De dezembro de 2000 até julho de
2002, o PIB nominal cresceu 16%,
enquanto a renda real (descontada a
inflação), ficou praticamente estagnada -aumentou pouco mais de
1,5%. Com o PIB "inflado" pelo
acréscimo de preços, o resultado da
divisão entre o endividamento público e a renda do país fica menor do
que ficaria se fosse utilizado o indicador deflacionado do PIB.
A subida dos preços também provoca um alívio na execução orçamentária do governo, facilitando a obtenção de superávits primários. Enquanto as despesas do governo são
fixadas em reais no início do ano, as
receitas tributárias -taxas que incidem, por exemplo, sobre o preço de
venda de um produto- vão ficando
em regra mais robustas por conta da
inflação, ainda que moderada.
O duplo efeito dessa inflação é favorável, em primeira análise, aos objetivos imediatistas da política fiscal.

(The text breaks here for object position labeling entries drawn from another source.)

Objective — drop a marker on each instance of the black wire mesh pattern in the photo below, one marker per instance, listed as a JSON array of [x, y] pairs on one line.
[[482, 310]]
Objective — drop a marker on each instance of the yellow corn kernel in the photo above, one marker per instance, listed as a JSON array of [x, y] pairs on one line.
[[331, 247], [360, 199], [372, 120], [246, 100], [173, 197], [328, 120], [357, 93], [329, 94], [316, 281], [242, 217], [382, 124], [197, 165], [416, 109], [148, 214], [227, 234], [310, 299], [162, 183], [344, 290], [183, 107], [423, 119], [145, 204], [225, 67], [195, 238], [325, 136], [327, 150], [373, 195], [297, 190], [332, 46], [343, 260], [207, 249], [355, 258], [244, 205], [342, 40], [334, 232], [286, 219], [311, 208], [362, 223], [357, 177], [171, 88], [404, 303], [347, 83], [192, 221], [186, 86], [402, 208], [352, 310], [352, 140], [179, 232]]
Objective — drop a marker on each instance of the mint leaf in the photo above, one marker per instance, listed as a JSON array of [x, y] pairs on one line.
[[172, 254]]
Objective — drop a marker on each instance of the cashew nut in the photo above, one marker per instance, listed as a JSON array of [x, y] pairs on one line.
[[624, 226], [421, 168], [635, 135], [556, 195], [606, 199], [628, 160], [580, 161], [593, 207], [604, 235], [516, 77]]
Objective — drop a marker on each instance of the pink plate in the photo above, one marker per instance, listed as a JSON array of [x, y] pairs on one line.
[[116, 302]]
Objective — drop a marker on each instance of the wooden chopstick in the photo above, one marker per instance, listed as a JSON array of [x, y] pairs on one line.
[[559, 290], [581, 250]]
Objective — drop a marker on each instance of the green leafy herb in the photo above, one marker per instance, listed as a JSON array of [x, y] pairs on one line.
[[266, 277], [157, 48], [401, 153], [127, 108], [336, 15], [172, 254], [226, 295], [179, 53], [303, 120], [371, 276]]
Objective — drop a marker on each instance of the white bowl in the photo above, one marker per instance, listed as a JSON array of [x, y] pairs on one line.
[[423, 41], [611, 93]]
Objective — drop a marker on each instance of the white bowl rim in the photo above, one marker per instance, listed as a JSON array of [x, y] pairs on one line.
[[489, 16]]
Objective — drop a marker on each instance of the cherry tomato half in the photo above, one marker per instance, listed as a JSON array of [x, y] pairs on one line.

Mas pode ativar nas autoridades governamentais a antiga comichão de,
pela linha de menor resistência, aceitar cada vez mais inflação, em vez de
concentrar-se no ataque às causas do
desequilíbrio de preços.
Como acaba de ficar patente mais
uma vez, com a divulgação do IPCA
(índice de inflação do IBGE) de agosto, as pressões nos preços internos
advindas da valorização do dólar têm
sido o principal alimentador da inflação. A alta do dólar provoca um choque nos custos de setores importantes. Combater esse mal com a elevação dos juros tende a ser ineficiente
por dois motivos: a inflação não decorre de um surto da demanda interna; e, num contexto de secura do crédito externo, elevar os juros domésticos não proporciona entrada de divisas que compense os efeitos do encarecimento do crédito interno.
Uma estabilização mais sólida do
regime de preços internos será conquistada, portanto, com políticas
voltadas ao ajuste estrutural do balanço de pagamentos. É preciso induzir a convergência da economia
brasileira rumo a um modelo superavitário em turismo e em comércio,
no mínimo menos deficitário nos
fretes e menos dependente do capital
financeiro internacional.
Nas atuais circunstâncias, tolerar
uma inflação um pouco maior representa alívio não apenas para o governo, mas também para o nível da atividade econômica. Mas não se pode
aceitar que essa conveniência pontual se transforme, inercialmente,
em "solução". Significaria perder
uma oportunidade de interromper o
padrão brasileiro de sempre repassar
a conta maior pelos desajustes econômicos aos agentes mais desprotegidos, os mais pobres.